All those individuals who are eligible to apply through one of the above-mentioned Express Entry programs will be added to a special candidate pool once their points are totaled. These applicants may receive an ITA (Invitation to Apply) when IRCC (Immigration, Refugees and Citizenship Canada) conducts a draw whose minimum points threshold is lower than the CRS score.
Candidates will have to collect the relevant documents and pay fees so their permanent resident application can be completed. This entire application process takes approximately 6 months.

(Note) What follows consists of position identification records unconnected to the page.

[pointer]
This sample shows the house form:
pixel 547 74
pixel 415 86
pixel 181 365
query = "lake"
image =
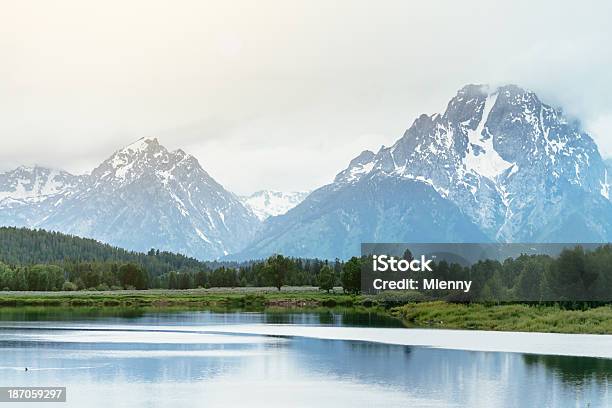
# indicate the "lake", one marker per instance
pixel 302 359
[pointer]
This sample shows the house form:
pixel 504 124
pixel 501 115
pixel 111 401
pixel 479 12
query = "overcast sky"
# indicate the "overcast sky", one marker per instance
pixel 278 94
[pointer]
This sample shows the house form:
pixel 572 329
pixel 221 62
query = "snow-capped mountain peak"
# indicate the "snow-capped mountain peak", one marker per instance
pixel 30 184
pixel 270 203
pixel 496 165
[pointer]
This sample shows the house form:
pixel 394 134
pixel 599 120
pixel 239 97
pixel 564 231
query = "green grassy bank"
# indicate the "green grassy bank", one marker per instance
pixel 506 317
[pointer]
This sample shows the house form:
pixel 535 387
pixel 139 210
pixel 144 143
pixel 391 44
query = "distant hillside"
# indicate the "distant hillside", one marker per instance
pixel 22 246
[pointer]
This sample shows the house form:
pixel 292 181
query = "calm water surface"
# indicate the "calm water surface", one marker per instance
pixel 104 364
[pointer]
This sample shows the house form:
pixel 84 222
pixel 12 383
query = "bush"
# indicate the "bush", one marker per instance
pixel 69 286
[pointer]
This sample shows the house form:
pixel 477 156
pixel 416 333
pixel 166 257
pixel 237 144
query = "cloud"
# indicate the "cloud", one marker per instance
pixel 278 94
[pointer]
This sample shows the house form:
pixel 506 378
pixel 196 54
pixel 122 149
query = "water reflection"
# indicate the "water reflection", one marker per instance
pixel 174 368
pixel 576 371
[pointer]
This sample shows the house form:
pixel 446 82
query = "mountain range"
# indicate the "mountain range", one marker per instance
pixel 498 165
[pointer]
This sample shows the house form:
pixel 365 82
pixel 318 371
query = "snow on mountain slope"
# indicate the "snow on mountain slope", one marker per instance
pixel 34 184
pixel 145 196
pixel 29 194
pixel 270 203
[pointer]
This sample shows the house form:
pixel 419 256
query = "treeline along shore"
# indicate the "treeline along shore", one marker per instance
pixel 44 269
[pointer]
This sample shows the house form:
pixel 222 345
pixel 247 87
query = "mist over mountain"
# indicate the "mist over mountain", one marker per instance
pixel 141 197
pixel 497 165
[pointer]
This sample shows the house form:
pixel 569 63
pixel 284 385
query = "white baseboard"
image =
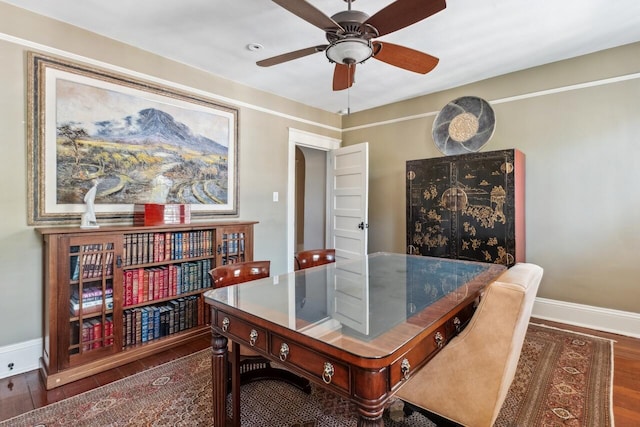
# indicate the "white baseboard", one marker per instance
pixel 600 319
pixel 25 357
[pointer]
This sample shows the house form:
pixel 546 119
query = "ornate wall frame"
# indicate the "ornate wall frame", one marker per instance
pixel 139 141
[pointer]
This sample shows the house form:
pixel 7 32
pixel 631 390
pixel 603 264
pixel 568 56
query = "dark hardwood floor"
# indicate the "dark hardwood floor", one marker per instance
pixel 24 392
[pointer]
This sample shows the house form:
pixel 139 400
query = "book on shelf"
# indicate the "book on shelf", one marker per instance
pixel 90 293
pixel 89 307
pixel 144 324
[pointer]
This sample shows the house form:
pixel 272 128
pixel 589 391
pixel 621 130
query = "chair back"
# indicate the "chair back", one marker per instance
pixel 231 274
pixel 468 380
pixel 314 257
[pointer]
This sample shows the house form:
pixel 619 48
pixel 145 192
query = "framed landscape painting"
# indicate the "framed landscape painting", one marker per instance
pixel 135 141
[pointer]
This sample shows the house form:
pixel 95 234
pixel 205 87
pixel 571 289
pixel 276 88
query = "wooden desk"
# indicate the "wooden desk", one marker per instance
pixel 355 327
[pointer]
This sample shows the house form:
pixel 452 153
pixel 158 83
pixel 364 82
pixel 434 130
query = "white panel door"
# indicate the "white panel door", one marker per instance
pixel 348 175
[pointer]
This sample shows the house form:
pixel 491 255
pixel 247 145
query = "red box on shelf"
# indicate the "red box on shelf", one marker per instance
pixel 161 214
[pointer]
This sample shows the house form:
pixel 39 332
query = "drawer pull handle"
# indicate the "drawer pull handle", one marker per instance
pixel 284 351
pixel 405 367
pixel 439 339
pixel 253 337
pixel 457 323
pixel 328 372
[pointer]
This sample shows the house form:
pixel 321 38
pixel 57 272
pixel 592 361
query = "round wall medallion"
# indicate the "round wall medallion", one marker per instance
pixel 464 125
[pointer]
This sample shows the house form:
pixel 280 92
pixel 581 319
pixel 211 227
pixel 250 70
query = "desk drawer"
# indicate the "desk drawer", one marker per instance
pixel 312 362
pixel 424 351
pixel 242 332
pixel 456 324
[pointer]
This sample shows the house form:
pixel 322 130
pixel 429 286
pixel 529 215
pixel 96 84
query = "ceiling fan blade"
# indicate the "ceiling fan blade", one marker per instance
pixel 343 76
pixel 402 13
pixel 309 13
pixel 404 57
pixel 279 59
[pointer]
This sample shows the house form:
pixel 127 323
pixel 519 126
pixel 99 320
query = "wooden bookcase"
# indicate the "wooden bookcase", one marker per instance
pixel 118 293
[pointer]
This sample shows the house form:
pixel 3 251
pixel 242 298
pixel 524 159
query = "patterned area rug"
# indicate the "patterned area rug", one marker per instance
pixel 563 378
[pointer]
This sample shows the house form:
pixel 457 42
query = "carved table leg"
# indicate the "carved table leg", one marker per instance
pixel 219 358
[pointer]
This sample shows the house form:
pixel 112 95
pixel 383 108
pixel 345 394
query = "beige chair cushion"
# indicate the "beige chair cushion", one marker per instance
pixel 468 380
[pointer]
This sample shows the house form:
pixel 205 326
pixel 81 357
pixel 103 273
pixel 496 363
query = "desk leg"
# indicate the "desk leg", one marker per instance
pixel 219 358
pixel 369 421
pixel 235 383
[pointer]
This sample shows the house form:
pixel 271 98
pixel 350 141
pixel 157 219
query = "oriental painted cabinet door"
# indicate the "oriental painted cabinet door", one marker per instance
pixel 468 206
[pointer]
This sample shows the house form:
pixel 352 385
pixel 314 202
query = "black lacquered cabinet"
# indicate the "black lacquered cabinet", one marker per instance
pixel 468 206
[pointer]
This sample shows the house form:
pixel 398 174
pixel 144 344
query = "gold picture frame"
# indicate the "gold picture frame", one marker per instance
pixel 137 141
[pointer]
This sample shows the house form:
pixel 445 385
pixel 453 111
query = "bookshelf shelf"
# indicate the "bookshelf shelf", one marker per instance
pixel 118 293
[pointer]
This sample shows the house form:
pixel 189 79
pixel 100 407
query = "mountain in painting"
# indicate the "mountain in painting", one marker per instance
pixel 152 126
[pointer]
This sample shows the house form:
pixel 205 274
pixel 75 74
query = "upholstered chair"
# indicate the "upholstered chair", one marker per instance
pixel 253 366
pixel 314 257
pixel 467 382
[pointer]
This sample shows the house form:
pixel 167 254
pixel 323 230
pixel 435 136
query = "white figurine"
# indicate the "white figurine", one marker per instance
pixel 89 216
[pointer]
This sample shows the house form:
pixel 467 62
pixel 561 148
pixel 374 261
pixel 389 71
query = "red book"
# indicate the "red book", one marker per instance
pixel 97 333
pixel 145 289
pixel 141 294
pixel 135 284
pixel 128 287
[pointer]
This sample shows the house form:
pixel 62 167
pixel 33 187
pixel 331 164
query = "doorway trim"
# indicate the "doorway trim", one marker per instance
pixel 305 139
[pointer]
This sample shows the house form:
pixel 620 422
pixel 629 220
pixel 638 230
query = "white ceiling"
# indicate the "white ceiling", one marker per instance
pixel 474 39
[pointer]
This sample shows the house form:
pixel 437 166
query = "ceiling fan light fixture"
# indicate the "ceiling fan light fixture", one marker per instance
pixel 349 50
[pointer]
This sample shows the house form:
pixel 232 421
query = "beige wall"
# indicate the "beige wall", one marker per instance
pixel 579 132
pixel 581 147
pixel 263 143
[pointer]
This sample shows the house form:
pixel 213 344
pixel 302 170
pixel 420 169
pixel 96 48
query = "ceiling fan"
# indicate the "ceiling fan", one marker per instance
pixel 350 34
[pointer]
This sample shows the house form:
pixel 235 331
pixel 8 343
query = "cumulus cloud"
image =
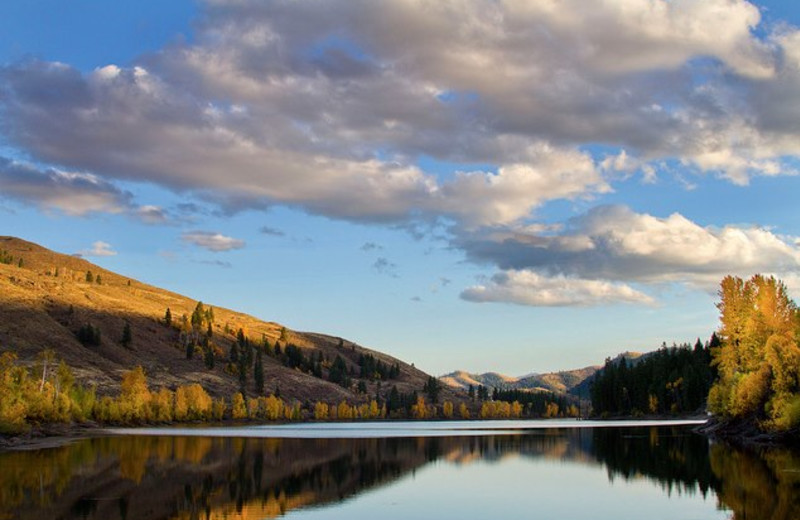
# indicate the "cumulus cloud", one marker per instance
pixel 615 243
pixel 99 248
pixel 72 193
pixel 150 214
pixel 212 241
pixel 384 266
pixel 266 230
pixel 371 246
pixel 529 288
pixel 329 110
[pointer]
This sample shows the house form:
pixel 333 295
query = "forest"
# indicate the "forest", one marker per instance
pixel 748 370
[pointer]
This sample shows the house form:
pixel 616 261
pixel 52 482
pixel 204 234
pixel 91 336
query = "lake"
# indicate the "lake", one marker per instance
pixel 392 470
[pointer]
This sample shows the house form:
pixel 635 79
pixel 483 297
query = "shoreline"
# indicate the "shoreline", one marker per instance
pixel 746 433
pixel 57 435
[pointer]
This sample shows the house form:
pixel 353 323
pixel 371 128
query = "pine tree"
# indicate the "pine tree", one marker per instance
pixel 198 316
pixel 258 374
pixel 208 354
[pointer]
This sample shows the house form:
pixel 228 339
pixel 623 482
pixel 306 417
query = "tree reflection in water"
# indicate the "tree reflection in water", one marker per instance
pixel 187 478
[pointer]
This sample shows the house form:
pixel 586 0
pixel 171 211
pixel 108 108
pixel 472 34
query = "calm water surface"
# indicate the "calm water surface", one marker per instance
pixel 503 470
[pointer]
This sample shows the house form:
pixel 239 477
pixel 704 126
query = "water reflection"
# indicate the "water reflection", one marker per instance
pixel 209 478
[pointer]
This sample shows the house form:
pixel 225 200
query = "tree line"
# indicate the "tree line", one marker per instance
pixel 748 370
pixel 670 381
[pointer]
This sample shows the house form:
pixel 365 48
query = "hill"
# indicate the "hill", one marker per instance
pixel 48 298
pixel 559 382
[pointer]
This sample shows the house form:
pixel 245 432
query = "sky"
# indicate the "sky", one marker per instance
pixel 485 185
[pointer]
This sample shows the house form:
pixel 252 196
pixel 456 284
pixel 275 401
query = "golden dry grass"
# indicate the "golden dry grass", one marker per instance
pixel 45 302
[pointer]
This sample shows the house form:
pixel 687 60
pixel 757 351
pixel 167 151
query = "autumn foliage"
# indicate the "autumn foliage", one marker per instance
pixel 758 361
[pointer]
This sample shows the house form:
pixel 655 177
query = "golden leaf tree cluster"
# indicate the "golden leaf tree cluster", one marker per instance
pixel 758 362
pixel 43 393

What is the Provincial Nominee Program?
The PNP (Provincial Nominee Program) system refers to a set of immigration programs that were created and operated by different provinces and territories in Canada.
These Canadian provinces and territories have made agreements concerning immigration with the Federal Government to assist them in attracting a large number of foreign workers who can join their labour force. That way they can contribute to their local economy. At present, there are more than 80 provincial nominee programs.
The majority of them are designed to bring in foreign nationals who meet the requirements of the province or territory. This comprises individuals with specialized skills, investment potential, or post-secondary education credentials in Canada.
How Do the Provincial Nominee Programs (PNPs) Work?
The PNPs (Provincial Nominee Programs) are categorized into those that work independently and the ones working with the Express Entry System.
Both systems generally evaluate the education, language skills, and work experience of the candidate. Also, they may need a specific minimum net worth and/or a job offer for qualifying for the program.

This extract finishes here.